If you notice recurring dampness or puddles in a particular part of your basement, head outdoors. Walk along your house to the spot closest to where the leak is occurring. Look up. Chances are the problem is one of three things: a bent, clogged or missing gutter that’s dropping roof runoff near the foundation; a down-spout that’s releasing its load too close to the house; or an underground collection pipe that has become clogged or broken. A handyman can fix any of these problems for as little as $200 by, for example, replacing the gutter or adding an aboveground discharge pipe that extends at least three feet from the house.

Cover the windows.

Is your leak under a basement window? Blame the “well” – the exterior dugout that permits the window to sit below grade. It’s funneling rainwater against the foundation, where the water is finding a crack or seam to get in. The easiest fix is a clear plastic well cover (cost: $35 to $45 at home centers) that keeps the water out but lets the sun shine through. If you can’t find the right size or shape at the store, go to windowbubble.com.

Plug cracks and holes.

Watch for water entering through seams between concrete blocks, cracks in old concrete or holes where pipes penetrate the foundation. If you find such gaps, fill them with hydraulic cement (cost: $10 for a 10-pound container – probably more than enough – at any hardware store). Just mix water with this powder to get the consistency of toothpaste and press as much of it as you can into the opening after you brush out any loose debris. It will harden into a watertight seam.

Seal damp walls.

Sometimes water seeps right through the pores of a foundation wall or floor, leaving a telltale white powder behind when it dries. Sure, you could fix the problem by having the exterior of your foundation waterproofed, but that would mean excavating the yard – and paying $5,000 to $15,000. Treat the interior surface instead by painting on Xypex, a professional-grade brush-on sealant (cost: about $130 for enough to cover one wall). It’s not available at home stores, but you can get it by calling 800-363-2002.

Dry the air.

Even if you don’t have any leaks, high humidity is all that mold needs to take root on organic materials such as wood, wallboard and even dust. So if your basement air smells musty, pick up the largest Energy Star-rated, digitally controlled dehumidifier you can find (cost: about $300). Forget about the built-in collection bucket – there’s no way you’ll empty it every day – and instead use a plastic hose to discharge the water into a utility sink or floor drain.

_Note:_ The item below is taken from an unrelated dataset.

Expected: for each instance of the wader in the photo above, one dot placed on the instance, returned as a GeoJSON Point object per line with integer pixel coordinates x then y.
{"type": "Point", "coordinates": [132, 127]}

Some water-proofers advise setting the controls to 50% humidity, which is too dry for mold.

Bring in the big guns.

If you’re getting full-scale floods or see water entering between the wall and the floor, call a basement waterproofing company. Go to the website of the National Association of Waterproofing and Structural Repair Contractors (nawsrc.org), find a few local companies and ask for a free assessment. They will probably recommend a sump pump, an in-floor machine that removes water under your cellar and costs about $2,000 installed. (Aboveground pumps are meant for emergencies, not long-term use.) The best units have a second pump for extreme rainstorms and a battery-operated third in case of a power outage.
The company may also recommend adding an in-floor gutter (cost: $3,000 to $5,000) around the perimeter of your basement floor to collect water and deliver it to the pump. Make sure that the firm you choose provides a warranty that your basement will remain dry for the life of the building. You’ll never be afraid to head downstairs again.